Lot 49 D α

Friedrich Nerly - The Grand Canal with a View of Santa Maria della Salute

Auction 1278 - overview Cologne
04.12.2025, 18:00 - 50 Lots - My Choice - Anniversary Auction Henrik Hanstein
Estimate: 100.000 € - 120.000 €
Bid

Friedrich Nerly

The Grand Canal with a View of Santa Maria della Salute

Oil on canvas. 70 x 102 cm.
Signed lower left: Nerly f.

The biography and artistic development of Friedrich Nerly are defined by the combination of his German origins — he was born Christian Friedrich Nehrlich into a family of musicians in Erfurt—and his Italian adopted homeland. At the age of just twenty-one, the artist was drawn to Italy — first to Rome and Milan, and in 1837 he finally settled in Venice, at the very heart of the motif that would henceforth become the central theme of his atmospheric views.
Nerly’s vedute of the lagoon city were highly sought after by collectors throughout Europe and, alongside those of English painters such as Richard Parkes Bonington and William Turner, helped shape the nineteenth-century image of Venice. While Nerly’s meticulous attention to detail recalls the vedute of Canaletto painted a century earlier, his art is distinguished above all by its atmospheric rendering of a picturesque, idealized Venice. Everyday scenes and figures of contemporary life rarely appear in Nerly’s Venetian views in oil; he preferred figures dressed in historical costumes, mostly inspired by the Renaissance, which he studied with great precision.
All the more charming, therefore, is the small scene in the lower right corner of the present painting: a lady in a blue dress with a fan leans on her companion as he leads her toward a gondola landing.

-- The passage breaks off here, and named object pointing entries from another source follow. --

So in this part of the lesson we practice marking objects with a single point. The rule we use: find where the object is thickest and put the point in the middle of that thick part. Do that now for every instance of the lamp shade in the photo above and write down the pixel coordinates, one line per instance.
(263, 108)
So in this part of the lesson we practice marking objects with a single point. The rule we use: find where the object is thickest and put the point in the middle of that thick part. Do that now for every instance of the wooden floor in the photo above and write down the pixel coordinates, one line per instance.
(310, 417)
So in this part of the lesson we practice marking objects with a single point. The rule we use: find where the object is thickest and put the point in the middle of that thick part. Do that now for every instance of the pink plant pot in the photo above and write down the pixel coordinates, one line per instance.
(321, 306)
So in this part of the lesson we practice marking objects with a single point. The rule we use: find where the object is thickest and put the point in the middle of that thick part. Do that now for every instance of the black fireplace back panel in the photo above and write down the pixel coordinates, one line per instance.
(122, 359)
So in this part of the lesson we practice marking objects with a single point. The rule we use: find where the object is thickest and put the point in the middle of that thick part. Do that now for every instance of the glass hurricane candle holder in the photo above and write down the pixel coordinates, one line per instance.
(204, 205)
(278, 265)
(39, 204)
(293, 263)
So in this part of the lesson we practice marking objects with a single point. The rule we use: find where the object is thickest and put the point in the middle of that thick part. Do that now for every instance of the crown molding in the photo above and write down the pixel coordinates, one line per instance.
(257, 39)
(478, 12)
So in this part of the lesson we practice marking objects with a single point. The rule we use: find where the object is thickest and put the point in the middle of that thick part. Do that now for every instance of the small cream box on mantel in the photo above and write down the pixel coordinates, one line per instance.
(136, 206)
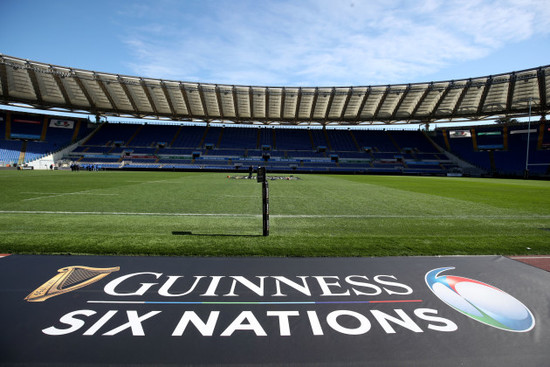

She turns back once more toward a fruit seller, who sits offering her wares. The composition, showing the Grand Canal with a view of Santa Maria della Salute, is likely among Nerly’s earliest Venetian vedute. A version of this composition in the Kunsthalle Bremen is dated to 1838/39, the first years of his stay in the Lagoon City (fig. 1; oil on canvas, 67.5 × 86 cm, inv. no. 381-1947/5). This slightly smaller painting appears almost as a continuation of the present work: the young couple has now reached the gondola, and the two little dogs still frolic along the quay; only the fruit seller has disappeared.
Another version, now bathed in evening light, is held by the Städel Museum in Frankfurt (fig. 2; oil on canvas, 74.5 × 106 cm, inv. no. 1173). Here, the young couple has vanished, while the fruit seller has reappeared. All three versions likely go back to a watercolour by Nerly depicting the scene in clear daylight (Erfurt, Angermuseum, inv. no. 3026). Nerly often used such a watercolour as the starting point for his oil views, in which he would then explore different light effects.
At the centre of the composition, though at some distance, stands the magnificent church of Santa Maria della Salute, designed by Baldassare Longhena in the seventeenth century. From the viewer’s standpoint, the gaze extends across the Grand Canal toward the Palazzo Cavalli-Franchetti, built in the sixteenth century.

Provenance

In a private German collection for five generations.